Difficulties facing defenders in the diaspora:
Regarding the difficulties facing the advocates of transitional justice in the diaspora, Mefreh started with difficulties on the personal level, explaining that life in the diaspora differs from life in the homeland. Human rights defenders go through tough experiences and challenges. He added that the other difficulty is the security situation inside the country, “because we are not separate from the situation inside Egypt, because the more severe the situation inside the country, the more it affects work abroad, for example, the more severe the repression, the more the teams are unable to move, and this of course affects the work in one way or another.”
“This is in addition to the revenge operations taken by the regime on the families and relatives of human rights defenders at home, and also by attacking the human rights defenders abroad in different countries by different methods such as blackmailing, and submitting security reports against them to the western countries they live in an attempt to reduce their movement within those countries.”
The impact of diaspora activities on the ground:
Regarding the impact of diaspora activities on the ground, the Executive Director of the CFJ said that had it not been for the presence of Egyptians abroad and effort of the diaspora community and the continuation of a few organizations inside the country to work, move and face security oppression, the Sisi regime would have become perceived as the best human rights system in the world. “We clarify the truth and convey the voice of the victims to all concerned parties that take it into account, especially independent human rights organizations. The human rights file is the only file in which the Egyptian regime is pressured by now,” he added.

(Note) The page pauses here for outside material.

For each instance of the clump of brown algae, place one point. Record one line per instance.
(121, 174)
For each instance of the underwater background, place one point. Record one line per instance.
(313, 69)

Creating mechanisms to document violations:
Regarding the mechanisms used to document human rights violations in Egypt and used by CFJ, Mefreh explained that the challenge of defending rights in Egypt made it necessary to establish mechanisms to document and verify human rights violations.
“This is why CFJ established the Detention Watch Project, which examines violations inside prisons and the judicial system, as well as Trial Watch Project, which analyzes the various stages of the trial according to the available documents, with the aim of submitting periodic reports on the ongoing patterns of violations against the defendants, in order to contribute to the creation of a more just judicial system and a more humane penal system in Egypt,” he added
He continued: “Our latest report ‘The Giulio Regenis of Egypt Since 2013’ which tracks deaths inside Egyptian prisons, documented 1,058 death cases in detention centers in Egypt during the period from June 2013 to October 2020.”
Mefreh noted that CFJ also launched the Justice Watch Archive to document and verify human rights violations. Through it, CFJ seeks to enable human rights defenders in Egypt and the international community to directly access data, information, and documents so that they can best perform their assigned roles.